If your baby has a fever (temp at or above 100.4 F) using a different method, such as using a tympanic thermometer (in your baby's ear) or checking under his arm, it is usually a good idea to confirm that he really has a fever by taking a rectal temperature. Many experts think that a rectal temperature is the most accurate way to take a temperature in the first few months of a baby's life.

Also, instead of adding or subtracting a degree when taking your baby's temperature, which is common practice when taking oral and underarm temperatures, it is usually best to just tell your pediatrician the exact temperature and the method you used to take it.

Crying Without Tears

If your infant is crying without tears, It is probably normal, especially if she has no other symptoms.

Newborns start making tears when they are about two weeks old, but often it is just enough to keep their eyes moist. However, it is not enough to make real tears that you can see when they cry. Infants often don't develop real tears that you can see until they are much older and about seven or eight months old.

If your baby truly wasn't making any tears, then she would likely have other symptoms, including that her eyes would be very red, dry, and irritated.

Week Three Medical Issues


Unlike older children, it can be difficult to tell when a newborn is seriously ill.

That is why doctors routinely do a septic work-up on infants who are under two or three months old when they have a rectal temperature that is at or above 100.4 F.

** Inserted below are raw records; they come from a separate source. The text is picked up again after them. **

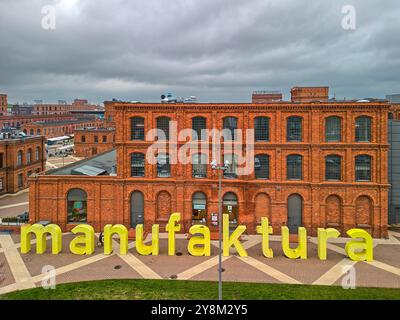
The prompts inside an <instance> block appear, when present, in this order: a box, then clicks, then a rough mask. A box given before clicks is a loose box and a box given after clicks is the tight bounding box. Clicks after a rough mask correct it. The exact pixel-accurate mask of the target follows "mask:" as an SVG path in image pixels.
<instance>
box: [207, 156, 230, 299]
mask: <svg viewBox="0 0 400 320" xmlns="http://www.w3.org/2000/svg"><path fill="white" fill-rule="evenodd" d="M211 168H212V169H213V170H218V247H219V251H218V300H222V173H223V172H225V171H226V170H227V169H228V168H229V161H225V165H224V166H218V165H217V161H216V160H213V161H212V162H211Z"/></svg>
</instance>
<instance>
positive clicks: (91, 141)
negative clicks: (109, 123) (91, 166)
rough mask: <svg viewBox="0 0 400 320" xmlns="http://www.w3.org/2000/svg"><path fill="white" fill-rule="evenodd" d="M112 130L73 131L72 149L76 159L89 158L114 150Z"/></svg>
mask: <svg viewBox="0 0 400 320" xmlns="http://www.w3.org/2000/svg"><path fill="white" fill-rule="evenodd" d="M114 139H115V130H114V129H113V128H86V129H76V130H75V131H74V149H75V156H77V157H90V156H94V155H96V154H98V153H103V152H106V151H109V150H111V149H113V148H114Z"/></svg>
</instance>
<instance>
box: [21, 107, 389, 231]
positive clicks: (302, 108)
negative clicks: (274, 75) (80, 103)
mask: <svg viewBox="0 0 400 320" xmlns="http://www.w3.org/2000/svg"><path fill="white" fill-rule="evenodd" d="M107 104H108V105H109V106H111V108H110V109H111V110H113V112H115V113H113V120H114V121H115V124H116V137H115V139H116V142H115V146H116V150H117V176H97V177H84V176H71V175H69V176H59V175H52V174H48V175H40V176H39V177H36V178H32V179H31V181H32V187H31V188H30V201H29V202H30V213H31V215H30V219H31V222H34V221H38V220H50V221H52V222H54V223H57V224H59V225H60V226H61V228H62V229H63V230H70V229H71V228H72V227H73V226H74V225H73V224H68V223H67V201H66V197H67V194H68V191H69V190H71V189H73V188H79V189H81V190H84V191H85V192H86V194H87V222H88V223H89V224H91V225H93V226H94V227H95V229H96V231H100V230H101V229H102V228H103V227H104V225H106V224H108V223H114V224H115V223H122V224H124V225H126V226H128V227H129V226H130V225H131V205H130V201H131V195H132V193H133V192H134V191H139V192H141V193H142V194H143V195H144V224H145V229H146V230H148V231H150V230H151V225H152V224H154V223H159V224H160V225H161V228H163V225H164V224H165V222H166V220H167V217H168V215H169V214H170V213H171V212H181V214H182V216H183V222H182V226H183V230H184V231H185V232H187V231H188V230H189V228H190V226H191V224H192V211H193V209H192V197H193V195H194V193H196V192H203V193H204V195H205V196H206V217H207V225H208V226H210V227H211V228H212V229H213V227H212V224H211V214H212V213H216V212H218V189H217V181H218V176H217V172H216V171H214V170H211V168H210V166H207V177H206V178H204V179H197V178H193V177H192V165H191V164H172V165H171V177H170V178H158V177H157V166H156V165H155V164H148V163H146V166H145V177H143V178H131V176H130V172H131V159H130V154H132V153H135V152H141V153H146V150H147V148H148V146H149V145H150V144H151V143H152V142H145V141H131V130H130V121H131V120H130V119H131V118H132V117H135V116H140V117H143V118H144V126H145V132H146V133H147V132H148V131H149V130H150V129H153V128H155V127H156V119H157V118H158V117H160V116H166V117H170V118H171V119H172V120H176V121H177V123H178V130H180V129H184V128H191V124H192V122H191V121H192V118H193V117H195V116H201V117H204V118H206V121H207V127H208V128H217V129H222V126H223V119H224V118H225V117H227V116H233V117H236V118H237V120H238V128H239V129H244V130H245V129H248V128H250V129H251V128H254V119H255V118H256V117H257V116H266V117H269V119H270V139H269V142H256V143H255V145H254V149H255V154H256V155H257V154H267V155H269V156H270V169H269V170H270V177H269V179H267V180H260V179H255V176H254V172H253V173H252V174H251V175H245V176H239V177H238V178H236V179H225V178H224V179H223V182H222V185H223V191H222V193H223V195H226V194H227V193H228V192H231V193H234V194H235V195H236V197H237V200H238V206H237V211H238V220H239V221H238V222H239V223H240V224H243V225H246V226H247V230H248V232H249V233H254V232H255V227H256V224H257V222H258V220H259V219H260V217H261V216H267V217H269V219H270V221H271V224H272V226H273V228H274V233H279V232H280V227H281V226H282V225H286V224H287V223H288V212H289V208H288V199H289V197H291V196H293V195H296V197H298V196H299V197H300V199H301V203H302V204H301V217H300V219H301V225H302V226H304V227H306V228H307V230H308V232H309V235H314V236H315V235H316V231H317V228H318V227H329V226H332V227H335V228H337V229H339V230H340V231H341V232H342V234H343V235H344V234H345V231H347V230H348V229H350V228H354V227H359V228H364V229H366V230H367V231H369V232H371V233H372V234H373V236H374V237H386V236H387V215H388V187H389V185H388V177H387V165H388V158H387V154H388V143H387V118H388V110H389V105H388V104H387V103H384V102H379V103H378V102H375V103H356V102H340V103H339V102H338V103H328V102H327V103H311V104H307V103H295V104H293V103H277V104H276V103H270V104H202V103H196V104H158V103H152V104H151V103H149V104H144V103H139V104H130V103H118V102H114V103H106V112H107ZM290 116H298V117H301V118H302V141H301V142H287V141H286V128H287V122H286V121H287V119H288V117H290ZM329 116H337V117H340V119H341V140H340V142H325V119H326V118H327V117H329ZM359 116H366V117H369V119H370V120H371V131H372V134H371V142H367V143H365V142H356V141H355V120H356V118H357V117H359ZM184 143H185V142H178V143H177V144H178V146H182V145H183V144H184ZM293 154H296V155H301V156H302V157H303V163H302V170H303V177H302V179H301V180H298V181H292V180H287V177H286V171H287V167H286V163H287V156H288V155H293ZM327 155H339V156H341V157H342V162H341V174H342V178H341V180H340V181H326V180H325V156H327ZM358 155H369V156H371V157H372V168H371V171H372V176H371V181H369V182H358V181H356V180H355V157H356V156H358ZM209 160H210V159H209ZM299 197H298V198H299Z"/></svg>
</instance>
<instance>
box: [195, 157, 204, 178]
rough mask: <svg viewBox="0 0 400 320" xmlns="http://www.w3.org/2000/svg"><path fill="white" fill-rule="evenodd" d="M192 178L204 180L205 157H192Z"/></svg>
mask: <svg viewBox="0 0 400 320" xmlns="http://www.w3.org/2000/svg"><path fill="white" fill-rule="evenodd" d="M192 159H193V163H192V177H193V178H206V177H207V156H206V155H205V154H195V155H193V158H192Z"/></svg>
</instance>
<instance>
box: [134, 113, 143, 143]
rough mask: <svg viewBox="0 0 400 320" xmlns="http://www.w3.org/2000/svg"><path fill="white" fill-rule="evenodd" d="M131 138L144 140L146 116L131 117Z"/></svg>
mask: <svg viewBox="0 0 400 320" xmlns="http://www.w3.org/2000/svg"><path fill="white" fill-rule="evenodd" d="M131 140H144V118H142V117H133V118H131Z"/></svg>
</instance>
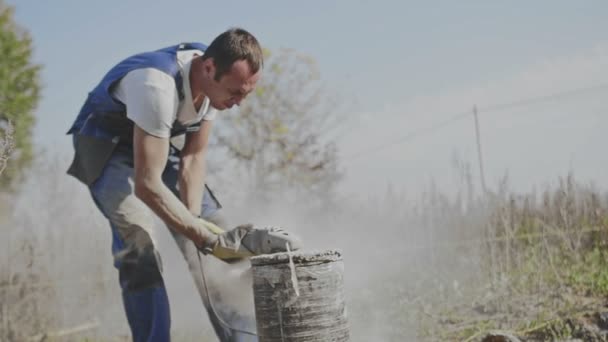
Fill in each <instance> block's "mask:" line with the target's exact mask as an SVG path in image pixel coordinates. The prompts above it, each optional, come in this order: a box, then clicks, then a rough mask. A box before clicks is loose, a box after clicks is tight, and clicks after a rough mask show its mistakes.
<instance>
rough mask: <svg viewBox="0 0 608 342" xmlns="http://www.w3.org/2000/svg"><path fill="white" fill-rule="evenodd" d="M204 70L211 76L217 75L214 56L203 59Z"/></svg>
mask: <svg viewBox="0 0 608 342" xmlns="http://www.w3.org/2000/svg"><path fill="white" fill-rule="evenodd" d="M203 70H204V71H205V75H208V77H209V78H213V77H215V63H214V62H213V57H212V58H207V59H205V60H204V61H203Z"/></svg>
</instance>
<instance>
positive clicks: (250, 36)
mask: <svg viewBox="0 0 608 342" xmlns="http://www.w3.org/2000/svg"><path fill="white" fill-rule="evenodd" d="M262 66H263V54H262V48H261V47H260V44H259V43H258V41H257V39H256V38H255V37H254V36H253V35H252V34H251V33H249V32H247V31H245V30H243V29H240V28H234V29H230V30H228V31H226V32H224V33H222V34H220V35H219V36H218V37H216V38H215V39H214V40H213V42H211V44H210V45H209V47H208V48H207V50H206V51H205V54H204V55H203V56H202V57H201V58H200V61H199V62H197V63H196V66H194V65H193V68H194V69H195V70H194V72H195V73H196V74H195V75H191V77H192V78H194V79H195V80H199V82H200V83H199V82H196V81H195V82H196V83H198V84H200V87H201V89H200V90H201V91H202V92H203V93H204V94H205V95H206V96H207V97H208V98H209V100H210V101H211V105H212V106H213V107H215V108H217V109H219V110H222V109H227V108H230V107H232V106H233V105H235V104H236V105H239V104H240V103H241V101H242V100H243V99H244V98H245V97H246V96H247V94H249V93H250V92H251V91H253V89H254V88H255V85H256V83H257V82H258V80H259V78H260V74H261V69H262Z"/></svg>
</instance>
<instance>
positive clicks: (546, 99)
mask: <svg viewBox="0 0 608 342" xmlns="http://www.w3.org/2000/svg"><path fill="white" fill-rule="evenodd" d="M601 89H608V83H603V84H598V85H594V86H590V87H584V88H577V89H572V90H567V91H562V92H557V93H553V94H549V95H543V96H536V97H529V98H524V99H519V100H515V101H511V102H506V103H499V104H493V105H488V106H486V107H482V108H478V112H479V114H483V113H488V112H494V111H500V110H505V109H510V108H516V107H524V106H529V105H532V104H536V103H541V102H547V101H552V100H555V99H559V98H563V97H569V96H574V95H579V94H584V93H589V92H592V91H596V90H601ZM472 115H473V112H471V111H466V112H463V113H458V114H455V115H452V116H450V117H449V118H448V119H446V120H443V121H439V122H437V123H435V124H433V125H430V126H427V127H424V128H421V129H418V130H415V131H413V132H410V133H408V134H406V135H403V136H401V137H398V138H396V139H394V140H391V141H387V142H384V143H381V144H379V145H376V146H373V147H370V148H368V149H365V150H363V151H359V152H357V153H353V154H351V155H348V156H346V157H345V158H343V160H344V161H352V160H355V159H358V158H360V157H361V156H363V155H366V154H369V153H373V152H377V151H379V150H382V149H385V148H387V147H390V146H393V145H397V144H402V143H404V142H407V141H410V140H412V139H414V138H417V137H419V136H421V135H424V134H426V133H431V132H433V131H436V130H438V129H440V128H443V127H445V126H448V125H451V124H452V123H454V122H457V121H460V120H463V119H465V118H467V117H469V116H472Z"/></svg>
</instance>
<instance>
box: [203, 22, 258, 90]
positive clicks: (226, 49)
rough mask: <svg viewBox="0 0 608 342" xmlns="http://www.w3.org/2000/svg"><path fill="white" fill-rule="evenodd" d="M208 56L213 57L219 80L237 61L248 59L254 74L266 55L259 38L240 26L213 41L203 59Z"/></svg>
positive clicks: (230, 30)
mask: <svg viewBox="0 0 608 342" xmlns="http://www.w3.org/2000/svg"><path fill="white" fill-rule="evenodd" d="M208 58H213V62H214V64H215V68H216V71H215V76H214V78H215V80H216V81H219V80H220V78H221V77H222V76H223V75H224V74H226V73H227V72H228V71H229V70H230V68H231V67H232V64H234V62H236V61H239V60H246V61H247V64H249V68H250V69H251V72H252V73H254V74H255V73H257V72H258V71H259V70H260V69H261V68H262V66H263V64H264V56H263V53H262V48H261V47H260V44H259V43H258V40H257V39H256V38H255V37H254V36H253V35H252V34H251V33H249V32H247V31H246V30H244V29H242V28H238V27H236V28H231V29H229V30H228V31H225V32H224V33H222V34H220V35H219V36H217V37H216V38H215V39H214V40H213V41H212V42H211V44H210V45H209V47H207V50H205V54H204V55H203V60H205V59H208Z"/></svg>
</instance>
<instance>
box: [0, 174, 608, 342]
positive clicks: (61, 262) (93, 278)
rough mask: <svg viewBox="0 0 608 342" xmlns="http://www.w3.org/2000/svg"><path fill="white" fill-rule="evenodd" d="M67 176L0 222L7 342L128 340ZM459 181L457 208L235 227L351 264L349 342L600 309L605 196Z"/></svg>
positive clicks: (607, 279)
mask: <svg viewBox="0 0 608 342" xmlns="http://www.w3.org/2000/svg"><path fill="white" fill-rule="evenodd" d="M64 170H65V168H64V167H63V165H55V164H52V163H46V164H44V163H39V164H38V165H37V166H35V168H34V170H33V175H32V176H30V179H36V181H35V182H34V181H32V182H30V183H26V185H25V186H24V189H23V191H22V193H21V194H19V195H18V196H17V197H15V206H14V207H15V210H14V214H13V215H12V216H11V217H10V220H8V221H6V222H1V224H2V227H0V228H1V229H0V234H1V236H0V241H3V242H4V243H6V244H7V246H6V248H5V247H4V246H2V248H0V258H2V259H0V264H1V265H2V268H1V269H0V270H1V271H0V296H1V298H2V304H1V305H2V308H3V310H2V311H1V312H0V313H1V314H2V317H1V319H0V340H6V341H15V340H23V339H25V338H27V337H31V336H36V335H38V336H41V335H40V334H45V333H48V332H60V331H65V330H66V329H70V328H73V327H78V326H80V325H82V324H86V323H88V322H99V324H100V325H99V327H97V328H94V329H89V330H87V331H84V332H79V333H77V334H73V335H70V336H65V337H62V338H56V339H55V340H58V341H64V340H65V341H71V340H83V338H89V339H90V340H92V341H118V340H124V339H125V337H124V336H125V335H126V334H128V330H126V329H127V326H126V319H125V318H124V313H123V312H122V307H121V303H120V293H119V289H118V285H117V283H116V278H117V276H116V272H115V270H114V269H113V268H112V265H111V255H110V252H109V246H110V241H109V239H110V236H109V233H108V227H107V223H106V222H105V220H104V219H103V218H102V217H101V216H100V215H99V213H97V212H96V211H95V209H94V206H93V204H92V202H91V201H90V198H88V195H87V194H86V192H85V191H84V190H83V189H82V187H81V186H80V184H77V183H76V182H75V181H72V180H71V179H69V178H67V176H65V173H64ZM462 180H463V181H462V187H461V191H459V192H457V193H456V194H451V195H447V194H445V193H442V192H441V191H440V190H439V189H437V188H435V187H434V186H433V185H432V184H431V185H430V186H429V188H428V191H426V192H424V193H423V194H421V195H420V196H417V197H415V198H409V197H407V196H405V195H404V194H403V193H399V192H397V191H394V190H390V191H388V192H387V193H386V196H385V197H383V198H380V199H366V200H364V201H363V202H356V201H351V200H346V199H343V200H341V201H340V202H339V205H337V204H336V205H335V206H332V207H324V208H323V207H322V208H319V207H318V206H317V207H315V208H310V207H308V206H304V205H302V204H301V203H302V202H300V203H297V204H294V203H282V206H279V205H276V204H269V205H270V206H269V207H266V208H252V206H251V203H244V205H243V207H246V208H248V210H250V211H242V212H240V213H237V215H236V216H239V215H240V217H241V218H247V219H252V220H253V221H254V222H263V223H271V224H274V223H277V224H280V225H284V226H286V227H290V228H292V227H293V228H294V229H295V230H296V231H297V232H299V233H300V235H302V236H303V237H304V238H305V239H306V242H307V244H308V246H310V247H311V248H315V249H318V248H340V249H342V250H343V252H344V258H345V282H346V283H345V286H346V295H347V300H348V303H347V304H348V312H349V320H350V325H351V334H352V336H353V341H370V340H385V341H400V340H430V341H436V340H459V341H464V340H467V339H471V340H474V339H475V337H478V336H479V334H480V333H481V332H484V331H487V330H488V329H494V328H502V329H510V330H515V331H519V332H528V333H530V334H532V333H535V332H538V331H540V330H542V329H543V328H548V327H549V324H550V325H551V329H553V330H555V328H554V326H556V325H555V324H554V323H555V322H557V321H559V319H561V318H563V317H577V316H581V317H582V316H584V315H585V314H587V313H588V312H592V311H594V310H596V309H597V308H598V307H600V306H601V305H602V304H603V303H602V299H603V298H604V297H603V296H605V295H607V294H608V274H607V272H608V271H605V270H608V267H606V260H608V255H606V253H604V252H603V247H605V245H606V241H607V239H608V235H607V234H608V227H607V223H608V217H607V213H608V211H607V210H608V197H607V196H606V195H605V194H602V193H600V192H599V190H597V189H596V188H594V187H593V186H592V185H582V184H578V183H577V182H576V181H575V179H574V177H572V176H567V177H565V178H564V179H560V180H559V181H558V182H557V184H555V185H553V186H552V187H547V188H546V189H545V190H544V191H542V192H531V193H528V194H523V195H519V194H514V193H512V192H510V191H509V190H508V189H509V186H508V184H507V182H503V183H502V184H501V185H500V186H498V187H497V190H496V191H494V192H493V193H491V194H487V195H485V196H479V195H476V194H475V191H474V189H473V186H472V182H471V177H470V176H467V174H466V173H464V177H463V178H462ZM57 199H62V200H61V201H59V200H57ZM223 202H224V203H231V206H233V205H234V203H236V202H235V201H232V202H231V201H230V200H229V199H225V200H224V201H223ZM310 203H312V201H311V202H310ZM31 208H36V210H35V211H32V210H31ZM294 208H295V209H294ZM227 209H229V208H227ZM239 210H240V209H238V208H236V209H235V210H234V211H239ZM256 215H257V218H260V217H264V220H259V221H258V220H256V217H255V216H256ZM233 220H238V219H233ZM176 260H178V259H176ZM169 265H170V264H169ZM173 266H174V265H171V267H173ZM184 272H185V271H184ZM186 277H187V276H186ZM188 281H189V279H188ZM194 295H195V294H192V296H194ZM598 298H599V299H598ZM171 300H172V303H173V304H172V305H173V307H172V310H173V313H175V317H179V313H180V311H182V310H184V309H185V307H184V306H178V305H177V304H176V303H180V305H184V304H183V303H184V302H186V301H183V302H180V300H181V299H180V298H176V297H175V296H174V297H171ZM187 302H188V303H189V302H193V300H192V298H190V297H189V298H187ZM201 311H202V310H201ZM196 315H198V314H196ZM205 320H206V317H205V316H204V314H203V313H201V314H200V317H196V319H192V323H191V325H187V326H185V325H183V324H182V325H181V326H180V328H176V331H175V337H176V339H182V340H192V339H194V337H196V338H199V337H200V334H201V331H202V330H203V329H201V324H202V322H205ZM175 322H176V325H175V326H178V325H179V324H180V323H183V316H182V319H181V320H180V318H176V320H175ZM547 322H549V323H547ZM564 326H565V325H564ZM191 328H192V329H191ZM565 330H567V329H565V328H564V331H565ZM190 331H193V332H194V333H192V334H190ZM204 331H205V332H204V333H203V334H206V335H204V336H205V337H209V336H212V335H211V333H210V332H209V330H204ZM559 333H563V331H562V332H559V331H558V332H557V333H555V334H559ZM197 334H198V335H197ZM193 336H194V337H193ZM190 337H192V338H190Z"/></svg>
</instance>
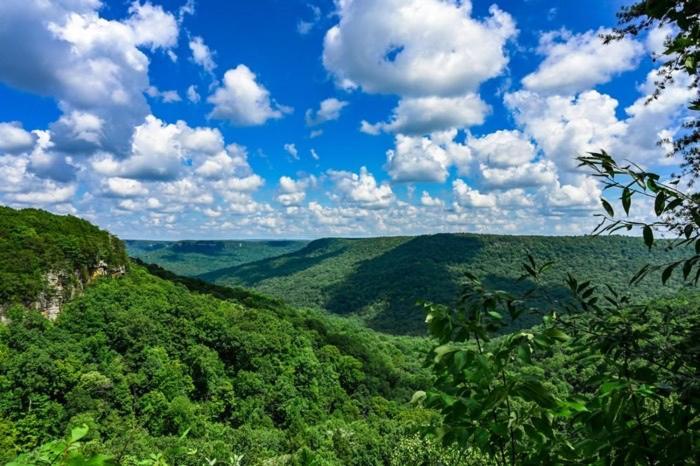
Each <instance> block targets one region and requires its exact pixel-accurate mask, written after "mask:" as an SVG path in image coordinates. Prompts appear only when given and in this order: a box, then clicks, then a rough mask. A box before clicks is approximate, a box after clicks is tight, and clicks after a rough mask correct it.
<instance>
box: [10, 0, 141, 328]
mask: <svg viewBox="0 0 700 466" xmlns="http://www.w3.org/2000/svg"><path fill="white" fill-rule="evenodd" d="M0 1H2V0H0ZM128 263H129V260H128V257H127V255H126V248H125V246H124V243H123V242H122V241H120V240H119V238H117V237H115V236H113V235H111V234H110V233H109V232H108V231H104V230H101V229H99V228H98V227H96V226H95V225H92V224H91V223H89V222H87V221H86V220H83V219H80V218H78V217H74V216H72V215H55V214H52V213H50V212H46V211H43V210H38V209H21V210H16V209H12V208H9V207H3V206H0V321H2V320H3V318H6V317H7V310H8V308H9V307H10V306H12V305H22V306H24V307H27V308H30V309H32V308H33V309H36V310H38V311H41V312H42V313H43V314H44V315H45V316H46V317H48V318H50V319H55V318H56V316H58V314H59V313H60V312H61V309H62V308H63V306H64V304H65V303H66V302H67V301H69V300H70V299H71V298H74V297H76V296H77V295H78V294H80V293H81V292H82V291H83V290H84V289H85V287H86V286H88V285H89V284H90V283H91V282H92V281H94V280H95V279H97V278H98V277H101V276H117V275H120V274H123V273H124V272H125V271H126V268H127V267H128Z"/></svg>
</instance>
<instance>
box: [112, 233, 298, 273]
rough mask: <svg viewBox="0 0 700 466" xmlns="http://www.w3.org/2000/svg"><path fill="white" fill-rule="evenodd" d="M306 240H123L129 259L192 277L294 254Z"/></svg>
mask: <svg viewBox="0 0 700 466" xmlns="http://www.w3.org/2000/svg"><path fill="white" fill-rule="evenodd" d="M307 243H308V242H307V241H288V240H277V241H255V240H245V241H203V240H202V241H143V240H127V241H125V244H126V248H127V251H128V253H129V255H130V256H132V257H136V258H139V259H141V260H143V261H144V262H147V263H151V264H158V265H160V266H162V267H165V268H166V269H168V270H170V271H172V272H175V273H176V274H178V275H186V276H195V275H201V274H203V273H206V272H211V271H213V270H217V269H222V268H225V267H233V266H236V265H241V264H246V263H248V262H254V261H257V260H262V259H266V258H268V257H273V256H279V255H281V254H286V253H290V252H294V251H297V250H299V249H301V248H303V247H304V246H306V244H307Z"/></svg>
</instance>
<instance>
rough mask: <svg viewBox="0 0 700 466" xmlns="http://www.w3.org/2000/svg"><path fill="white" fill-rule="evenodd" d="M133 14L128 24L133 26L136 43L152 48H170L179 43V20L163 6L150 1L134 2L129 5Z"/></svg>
mask: <svg viewBox="0 0 700 466" xmlns="http://www.w3.org/2000/svg"><path fill="white" fill-rule="evenodd" d="M129 13H130V14H131V16H130V17H129V19H128V20H127V21H126V24H127V25H129V26H131V29H132V30H133V32H134V35H135V37H136V43H138V44H142V45H146V46H148V47H150V48H151V49H153V50H155V49H157V48H164V49H169V48H172V47H174V46H175V45H176V44H177V37H178V34H179V30H178V25H177V21H176V20H175V17H174V16H173V15H172V14H171V13H167V12H165V11H163V8H162V7H161V6H157V5H153V4H151V3H149V2H145V3H143V4H142V3H141V2H140V1H139V0H135V1H134V2H132V4H131V6H130V7H129Z"/></svg>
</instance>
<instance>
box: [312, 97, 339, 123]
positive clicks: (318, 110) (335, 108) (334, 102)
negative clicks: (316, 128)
mask: <svg viewBox="0 0 700 466" xmlns="http://www.w3.org/2000/svg"><path fill="white" fill-rule="evenodd" d="M347 105H348V103H347V102H346V101H344V100H338V99H336V98H335V97H331V98H328V99H324V100H323V101H321V104H320V105H319V108H318V110H316V111H314V110H313V109H308V110H307V111H306V115H305V119H306V125H307V126H318V125H321V124H323V123H326V122H327V121H333V120H337V119H338V118H340V112H341V111H342V110H343V108H345V107H346V106H347Z"/></svg>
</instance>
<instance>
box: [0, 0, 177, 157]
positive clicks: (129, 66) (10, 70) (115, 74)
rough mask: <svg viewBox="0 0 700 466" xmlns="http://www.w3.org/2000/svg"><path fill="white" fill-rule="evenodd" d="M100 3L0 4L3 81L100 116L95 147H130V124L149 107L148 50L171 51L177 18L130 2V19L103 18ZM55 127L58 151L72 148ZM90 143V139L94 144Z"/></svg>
mask: <svg viewBox="0 0 700 466" xmlns="http://www.w3.org/2000/svg"><path fill="white" fill-rule="evenodd" d="M101 5H102V4H101V2H98V1H88V0H85V1H77V0H73V1H61V2H39V1H25V0H4V1H2V2H0V17H1V18H3V25H4V26H3V27H2V28H0V81H1V82H3V83H5V84H8V85H9V86H12V87H16V88H19V89H23V90H26V91H29V92H33V93H36V94H40V95H47V96H51V97H53V98H55V99H56V100H57V101H58V103H59V108H60V109H61V111H62V112H63V113H64V115H71V114H74V112H79V113H82V114H91V115H94V116H95V117H96V118H99V119H100V120H102V121H103V122H104V125H103V127H102V129H101V132H100V133H99V136H100V137H99V141H97V142H98V144H97V145H99V147H100V148H101V149H104V150H110V151H113V152H117V153H125V152H127V151H128V141H129V139H130V136H131V132H132V131H133V128H134V126H135V125H137V124H139V122H140V121H142V120H143V118H144V117H145V116H146V115H147V114H148V113H149V109H148V104H147V103H146V100H145V97H144V95H143V93H144V92H145V91H146V90H147V88H148V85H149V80H148V67H149V58H148V56H147V55H146V54H145V53H144V52H145V51H155V50H158V49H160V50H169V49H170V48H171V47H173V46H174V45H175V44H176V43H177V38H178V35H179V31H178V26H177V22H176V20H175V18H174V16H173V15H172V14H170V13H168V12H166V11H164V10H163V9H162V8H161V7H160V6H154V5H152V4H150V3H140V2H133V3H132V4H131V6H130V8H129V10H128V17H127V18H125V19H123V20H108V19H105V18H103V17H101V16H100V15H99V13H98V11H99V9H100V7H101ZM63 128H66V129H69V130H70V129H71V128H70V127H69V126H63V125H60V124H57V125H56V126H55V128H54V129H53V131H54V132H55V134H54V136H55V137H54V140H55V144H56V150H67V151H68V150H73V149H74V148H73V147H71V146H70V145H69V146H67V147H65V148H64V147H63V146H62V145H63V144H64V143H66V142H67V141H69V139H70V134H65V135H63V134H58V133H59V132H60V130H61V129H63ZM93 145H95V144H93Z"/></svg>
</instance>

Be sure to call your doctor or seek medical attention if your baby has a fever.

Umbilical Cord Issues

The biggest issue with a baby's umbilical cord is that it sometimes doesn't fall off as quickly as a parent would like. Keep in mind that your baby's umbilical cord may not fall off until your baby is three or four weeks old. See your pediatrician if it is staying on longer than that or if it is showing any signs of infection. An infected umbilical cord may have a foul-smelling discharge and/or the skin around the cord may be red and tender.

Blocked Tear Duct

As your baby starts to make tears when he is about two weeks old, if he has a blocked tear duct, you may notice a lot of extra tearing. The tear duct normally drains tears from the inner corner of your baby's eye into his nose. When blocked, the tears pool in his eye and drain onto his cheek. Or the eye becomes crusted and matted when the tear duct gets infected.

Fortunately, most cases of blocked tear ducts go away on their own. You may have to treat your child with nasolacrimal massage (in which you massage the inside corner of your child's nose two to three times a day), cleaning any discharge or matter in the eyes with a warm washcloth, and occasional topical antibiotics, until it does, though.

Breastmilk Jaundice

Although jaundice usually clears by your baby's second week, breastfeeding babies with breast milk jaundice may continue to be mildly jaundiced until they are 2 to 12 weeks old.